Ethiopia has denied involvement in an mortar attack that killed at least 17 people in the main market in Somalia's capital, Mogadishu, on Thursday.
More gunfire and explosions were heard near Bakara market on Friday morning, but there are no details of casualties.
Ethiopian troops backing the interim Somali government were earlier reported to be behind Thursday's shelling, in which more than 40 people were injured.
Eyewitnesses said the deadly shells landed among shoppers.
Ethiopian government adviser Berekat Simon said the insurgents had been severely weakened, so Ethiopia had no need to target markets.
However, Somali analysts say Ethiopian forces are the only ones in Mogadishu with the capability to fire these kinds of shells in the city.
However, in what is seen as a rare admission of the Somali government's weakness, a senior national security ministry official on Thursday said that 80% of the country is outside government control and not safe.

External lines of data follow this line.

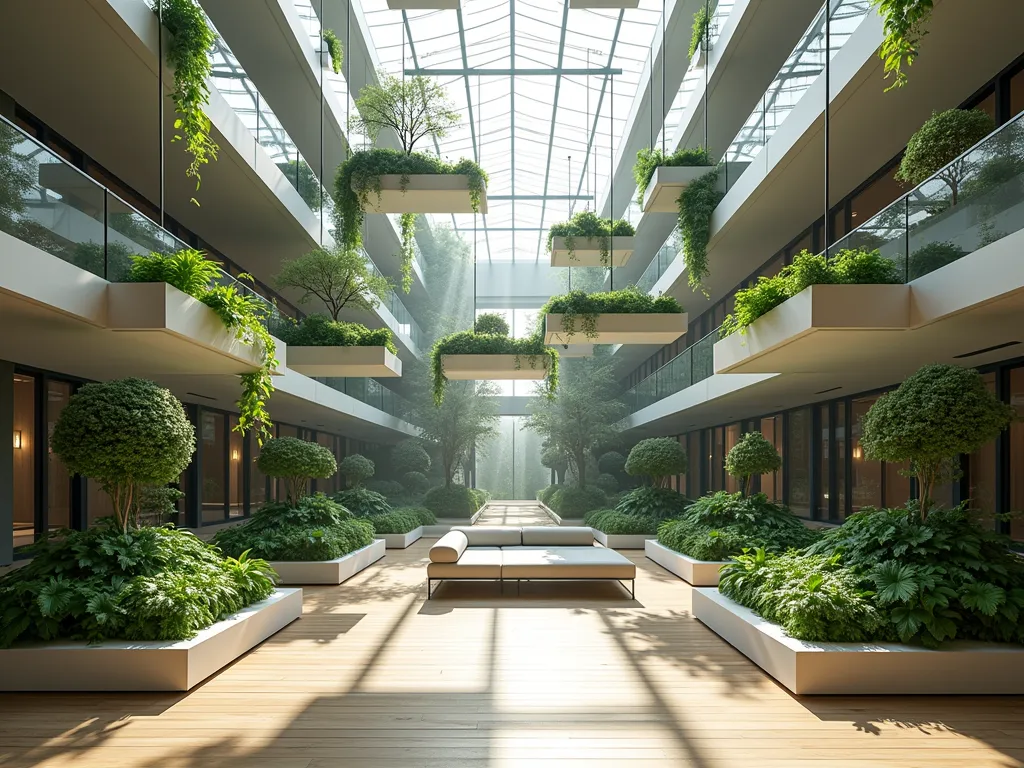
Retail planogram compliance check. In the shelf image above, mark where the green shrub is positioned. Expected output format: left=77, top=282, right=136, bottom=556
left=626, top=437, right=689, bottom=487
left=338, top=454, right=376, bottom=487
left=332, top=485, right=391, bottom=517
left=0, top=521, right=273, bottom=647
left=615, top=485, right=692, bottom=520
left=256, top=437, right=338, bottom=504
left=423, top=484, right=479, bottom=519
left=50, top=379, right=196, bottom=531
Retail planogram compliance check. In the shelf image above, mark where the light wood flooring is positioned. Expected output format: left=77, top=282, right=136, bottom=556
left=0, top=504, right=1024, bottom=768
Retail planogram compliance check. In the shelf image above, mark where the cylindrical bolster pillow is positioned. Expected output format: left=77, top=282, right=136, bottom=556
left=430, top=530, right=469, bottom=562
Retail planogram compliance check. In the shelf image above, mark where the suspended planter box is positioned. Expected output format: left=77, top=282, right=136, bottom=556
left=643, top=165, right=714, bottom=214
left=441, top=354, right=549, bottom=381
left=551, top=236, right=634, bottom=266
left=353, top=172, right=487, bottom=213
left=544, top=312, right=688, bottom=345
left=288, top=346, right=401, bottom=379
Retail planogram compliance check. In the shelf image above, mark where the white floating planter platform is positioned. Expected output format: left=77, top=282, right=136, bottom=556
left=594, top=528, right=657, bottom=549
left=692, top=588, right=1024, bottom=695
left=643, top=539, right=728, bottom=587
left=544, top=312, right=688, bottom=345
left=288, top=346, right=401, bottom=379
left=0, top=589, right=302, bottom=691
left=366, top=173, right=487, bottom=213
left=270, top=539, right=384, bottom=585
left=376, top=525, right=423, bottom=549
left=551, top=234, right=635, bottom=267
left=643, top=165, right=715, bottom=214
left=441, top=354, right=549, bottom=381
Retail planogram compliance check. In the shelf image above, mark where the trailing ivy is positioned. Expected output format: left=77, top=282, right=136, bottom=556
left=548, top=211, right=636, bottom=266
left=430, top=331, right=558, bottom=406
left=678, top=168, right=724, bottom=296
left=152, top=0, right=219, bottom=206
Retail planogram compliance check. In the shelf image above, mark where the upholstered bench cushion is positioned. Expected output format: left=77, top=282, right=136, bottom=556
left=499, top=547, right=637, bottom=579
left=430, top=530, right=469, bottom=562
left=427, top=547, right=502, bottom=579
left=522, top=525, right=594, bottom=547
left=452, top=525, right=522, bottom=547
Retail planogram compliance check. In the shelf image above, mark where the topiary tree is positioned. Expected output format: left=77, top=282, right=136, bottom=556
left=860, top=365, right=1014, bottom=520
left=626, top=437, right=687, bottom=487
left=391, top=440, right=430, bottom=474
left=725, top=432, right=782, bottom=496
left=50, top=379, right=196, bottom=531
left=896, top=110, right=995, bottom=205
left=339, top=454, right=376, bottom=487
left=256, top=437, right=338, bottom=507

Sheikh Qasim Ibrahim Nur also warned that Islamist insurgents had regrouped and were poised to launch a major strike.
Traders accused
The BBC's Mohammed Olad Hassan says Bakara market, the biggest in Somalia, is a place where Somalia government and Ethiopian troops have previously clashed with insurgents.
The government has accused businessmen in the market of supporting the insurgents, our correspondent says.

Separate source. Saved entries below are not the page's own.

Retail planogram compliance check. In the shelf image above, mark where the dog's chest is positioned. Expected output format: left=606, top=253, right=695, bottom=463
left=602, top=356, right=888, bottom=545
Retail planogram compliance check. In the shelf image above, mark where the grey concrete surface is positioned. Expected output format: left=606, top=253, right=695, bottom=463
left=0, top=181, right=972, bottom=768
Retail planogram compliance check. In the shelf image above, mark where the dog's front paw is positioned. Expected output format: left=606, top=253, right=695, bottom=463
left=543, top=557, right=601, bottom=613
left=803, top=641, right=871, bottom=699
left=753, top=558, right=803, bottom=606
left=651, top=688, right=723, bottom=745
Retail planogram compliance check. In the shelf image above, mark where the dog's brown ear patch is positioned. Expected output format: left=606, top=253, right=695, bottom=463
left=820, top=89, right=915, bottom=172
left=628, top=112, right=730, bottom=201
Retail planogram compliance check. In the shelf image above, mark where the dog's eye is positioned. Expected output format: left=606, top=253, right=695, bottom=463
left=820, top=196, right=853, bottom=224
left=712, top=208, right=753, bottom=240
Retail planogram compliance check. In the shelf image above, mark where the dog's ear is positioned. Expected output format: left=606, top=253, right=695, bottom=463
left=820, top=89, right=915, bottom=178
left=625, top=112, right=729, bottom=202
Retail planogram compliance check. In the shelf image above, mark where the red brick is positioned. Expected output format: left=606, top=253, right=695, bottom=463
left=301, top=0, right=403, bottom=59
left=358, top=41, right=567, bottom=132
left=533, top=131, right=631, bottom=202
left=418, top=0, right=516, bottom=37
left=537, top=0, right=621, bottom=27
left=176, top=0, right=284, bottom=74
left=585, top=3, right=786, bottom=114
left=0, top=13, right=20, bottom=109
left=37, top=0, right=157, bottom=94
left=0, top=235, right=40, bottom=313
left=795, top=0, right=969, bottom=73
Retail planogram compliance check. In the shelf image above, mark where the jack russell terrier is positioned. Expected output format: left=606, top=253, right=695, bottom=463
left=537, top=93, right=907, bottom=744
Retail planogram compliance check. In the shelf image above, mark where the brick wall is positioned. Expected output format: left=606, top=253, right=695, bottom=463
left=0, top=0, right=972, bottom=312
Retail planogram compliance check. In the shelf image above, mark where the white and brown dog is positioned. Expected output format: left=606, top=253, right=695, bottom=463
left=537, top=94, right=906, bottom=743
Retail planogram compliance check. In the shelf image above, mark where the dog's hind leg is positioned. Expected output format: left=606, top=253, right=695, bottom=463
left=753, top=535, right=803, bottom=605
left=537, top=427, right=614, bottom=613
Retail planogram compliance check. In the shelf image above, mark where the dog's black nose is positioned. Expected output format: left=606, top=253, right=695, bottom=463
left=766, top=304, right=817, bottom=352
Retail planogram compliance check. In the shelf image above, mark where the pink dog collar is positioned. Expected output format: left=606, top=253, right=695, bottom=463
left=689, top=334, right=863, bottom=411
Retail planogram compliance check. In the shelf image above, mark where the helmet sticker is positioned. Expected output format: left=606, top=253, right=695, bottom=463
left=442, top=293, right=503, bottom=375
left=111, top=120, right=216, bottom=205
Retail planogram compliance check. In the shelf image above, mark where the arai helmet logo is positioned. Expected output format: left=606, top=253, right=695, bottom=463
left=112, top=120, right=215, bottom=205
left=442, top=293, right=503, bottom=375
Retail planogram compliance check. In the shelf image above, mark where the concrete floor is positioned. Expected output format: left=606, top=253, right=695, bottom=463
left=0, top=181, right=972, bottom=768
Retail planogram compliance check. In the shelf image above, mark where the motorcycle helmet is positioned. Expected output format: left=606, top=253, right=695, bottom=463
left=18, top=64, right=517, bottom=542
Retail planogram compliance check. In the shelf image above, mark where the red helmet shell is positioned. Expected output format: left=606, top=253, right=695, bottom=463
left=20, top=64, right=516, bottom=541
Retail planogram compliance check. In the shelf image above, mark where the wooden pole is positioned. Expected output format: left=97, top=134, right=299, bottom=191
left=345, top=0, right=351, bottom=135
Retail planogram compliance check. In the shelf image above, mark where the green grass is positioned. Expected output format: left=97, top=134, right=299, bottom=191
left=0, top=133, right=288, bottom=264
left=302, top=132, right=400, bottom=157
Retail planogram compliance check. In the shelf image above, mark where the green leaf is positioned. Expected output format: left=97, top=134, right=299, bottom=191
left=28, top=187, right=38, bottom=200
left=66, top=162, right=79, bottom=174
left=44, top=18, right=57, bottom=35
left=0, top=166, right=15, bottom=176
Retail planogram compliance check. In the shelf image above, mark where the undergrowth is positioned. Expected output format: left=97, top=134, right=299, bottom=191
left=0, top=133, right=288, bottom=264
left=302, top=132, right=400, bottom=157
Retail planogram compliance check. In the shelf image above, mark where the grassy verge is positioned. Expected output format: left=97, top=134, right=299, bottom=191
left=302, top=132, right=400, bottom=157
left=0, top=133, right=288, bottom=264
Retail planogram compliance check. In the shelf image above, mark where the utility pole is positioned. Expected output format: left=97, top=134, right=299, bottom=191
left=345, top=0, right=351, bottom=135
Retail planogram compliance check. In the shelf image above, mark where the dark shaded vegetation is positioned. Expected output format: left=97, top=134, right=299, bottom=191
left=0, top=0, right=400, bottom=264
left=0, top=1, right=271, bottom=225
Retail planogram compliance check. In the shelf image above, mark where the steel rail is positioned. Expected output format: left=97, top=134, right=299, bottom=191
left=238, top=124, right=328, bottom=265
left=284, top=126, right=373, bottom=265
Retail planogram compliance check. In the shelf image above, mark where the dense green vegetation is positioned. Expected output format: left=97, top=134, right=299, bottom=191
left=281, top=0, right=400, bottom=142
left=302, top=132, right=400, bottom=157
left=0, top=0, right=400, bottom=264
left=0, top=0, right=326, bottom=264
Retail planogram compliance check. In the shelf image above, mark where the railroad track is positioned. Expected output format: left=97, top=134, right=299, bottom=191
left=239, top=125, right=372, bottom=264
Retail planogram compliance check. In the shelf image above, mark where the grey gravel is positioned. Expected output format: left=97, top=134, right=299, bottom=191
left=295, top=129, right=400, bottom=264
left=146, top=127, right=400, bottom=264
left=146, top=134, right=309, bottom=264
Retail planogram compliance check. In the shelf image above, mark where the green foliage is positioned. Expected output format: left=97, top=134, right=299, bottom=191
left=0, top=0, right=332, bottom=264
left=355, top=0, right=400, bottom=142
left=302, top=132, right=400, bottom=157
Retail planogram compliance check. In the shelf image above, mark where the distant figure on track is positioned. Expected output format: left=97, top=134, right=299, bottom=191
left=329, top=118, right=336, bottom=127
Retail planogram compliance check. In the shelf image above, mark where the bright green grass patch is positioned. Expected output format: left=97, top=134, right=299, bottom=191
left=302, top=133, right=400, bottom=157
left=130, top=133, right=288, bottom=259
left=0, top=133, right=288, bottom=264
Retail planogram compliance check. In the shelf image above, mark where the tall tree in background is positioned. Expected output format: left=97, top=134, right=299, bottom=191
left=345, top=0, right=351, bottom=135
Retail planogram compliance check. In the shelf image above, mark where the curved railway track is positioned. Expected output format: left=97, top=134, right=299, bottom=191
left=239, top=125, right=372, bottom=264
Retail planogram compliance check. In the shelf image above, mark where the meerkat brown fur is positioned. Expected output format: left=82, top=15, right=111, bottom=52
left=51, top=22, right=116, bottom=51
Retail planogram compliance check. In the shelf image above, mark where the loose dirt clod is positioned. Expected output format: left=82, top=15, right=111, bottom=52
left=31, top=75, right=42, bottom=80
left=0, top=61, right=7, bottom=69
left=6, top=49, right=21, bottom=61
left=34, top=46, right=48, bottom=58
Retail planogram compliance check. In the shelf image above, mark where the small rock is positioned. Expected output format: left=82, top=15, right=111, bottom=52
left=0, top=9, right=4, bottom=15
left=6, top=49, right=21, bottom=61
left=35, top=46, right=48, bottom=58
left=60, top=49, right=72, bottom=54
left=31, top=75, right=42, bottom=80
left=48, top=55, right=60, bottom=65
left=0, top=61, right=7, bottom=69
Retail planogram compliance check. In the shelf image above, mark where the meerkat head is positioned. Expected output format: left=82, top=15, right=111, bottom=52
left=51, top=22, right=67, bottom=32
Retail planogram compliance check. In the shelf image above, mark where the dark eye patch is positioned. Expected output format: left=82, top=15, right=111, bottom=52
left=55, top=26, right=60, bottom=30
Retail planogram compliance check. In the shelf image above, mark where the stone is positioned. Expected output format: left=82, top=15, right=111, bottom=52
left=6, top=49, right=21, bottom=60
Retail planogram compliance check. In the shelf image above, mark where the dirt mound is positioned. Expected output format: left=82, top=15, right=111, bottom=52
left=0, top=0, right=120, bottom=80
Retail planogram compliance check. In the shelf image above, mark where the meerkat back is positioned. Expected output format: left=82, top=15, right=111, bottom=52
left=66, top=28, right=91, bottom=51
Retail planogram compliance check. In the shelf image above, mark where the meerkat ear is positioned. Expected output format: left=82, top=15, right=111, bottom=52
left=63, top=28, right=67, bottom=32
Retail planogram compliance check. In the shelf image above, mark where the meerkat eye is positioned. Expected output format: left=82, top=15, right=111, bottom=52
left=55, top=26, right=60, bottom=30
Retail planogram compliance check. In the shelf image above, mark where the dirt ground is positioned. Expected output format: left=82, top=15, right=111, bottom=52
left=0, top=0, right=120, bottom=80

Thursday's attack took place a few hours after heavily armed insurgents engaged in a fire fight with the Ethiopian troops in a northern district of the city.
Ethiopia and government troops have been accused of shelling residential areas on numerous occasions in the past year.
Ethiopia helped the government end the Union of Islamic Courts' (UIC) six-month rule over large parts of southern Somalia, last December.